Our S-Works test bike has Shimano Dura-Ace Di2 and the new S-Works power meter. We tested the power meter in the summer with the rim brake version of the Tarmac but now it comes stock on this bike. This was one of the biggest hold-ups on the release of the Disc Tarmac as Specialized wanted to ensure their entry into the power meter market was accurate and a strong offering. This double-sided carbon crank is only 30 grams heavier than the non-power version as each unit is 15 grams. Flat mount hydraulic disc brakes and a 12mm thru axle for the rear.  The hub spacing is 142mm so aftermarket wheel options are easy to find if needed. The frame and fork will fit up to 30mm tires and the 26mm turbo cotton tires ride like a dream. They are fast but what you gain in speed and ride quality you lose in durability and puncture protection. The CLX 50 wheels with CeramicSpeed bearings and DT Swiss internals are tubeless-ready.  The S-Works markings will set you back considerable coin but the color combo we received is in our opinion, sweet.The seatpost has a D shape to it and the top 100mm is tuned for backward motion. This adds compliance while in the saddle without affecting frame stiffness and efficiency. It is held in place by a wedge but be careful if removing the post because the wedge can and will fall into the frame. The photo below shows the drive side power sensor between the two chainring bolts. It is attached to the inside of the arm and transmits to the left side.The left arm sensor is the master unit and records left side power as well as transmitting both sides power data over ANT+ or Bluetooth to compatible head units. Overall the New Tarmac Disc is one of the best full race packages on the market. Disc brakes mean confident braking wet or dry, increased safety and control as well as superior stiffness thanks to the combination of thru axles. The fact that it ships with a dual-sided power meter offering true balance and total power puts it leaps above the competition. No integrated bar/stem means riders can fine-tune their reach without compromising their fit relative to the bottom bracket.

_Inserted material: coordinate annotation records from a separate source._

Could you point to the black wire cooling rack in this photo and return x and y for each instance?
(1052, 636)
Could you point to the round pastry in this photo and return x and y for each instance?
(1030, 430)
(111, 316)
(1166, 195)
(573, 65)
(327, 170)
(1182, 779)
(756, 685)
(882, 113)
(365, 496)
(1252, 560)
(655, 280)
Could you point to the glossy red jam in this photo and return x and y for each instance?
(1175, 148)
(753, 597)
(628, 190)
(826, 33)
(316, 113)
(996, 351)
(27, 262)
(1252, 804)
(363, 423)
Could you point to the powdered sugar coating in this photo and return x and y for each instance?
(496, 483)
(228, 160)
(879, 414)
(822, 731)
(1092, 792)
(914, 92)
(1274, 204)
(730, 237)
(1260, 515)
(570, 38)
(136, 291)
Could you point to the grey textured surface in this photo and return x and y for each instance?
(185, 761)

At 14.87 pounds the S-Works Tarmac disc isn’t heavy and with our version sporting multiple colors there is at least 200+ grams in paint. When asking Specialized about paint they told us that Peter Sagan’s custom paint adds 300-400 grams. This might seem outrageous but as they put it “his bike is still under regulation weight and we have to add weight anyway.”

Specialized also mentioned that with the release of this disc version it will start the prosses of phasing out the rim brake version as a complete bike. The rim brake version will transition to a frameset offering only as complete bikes sell down and eventually sounds like be eliminated from the catalog.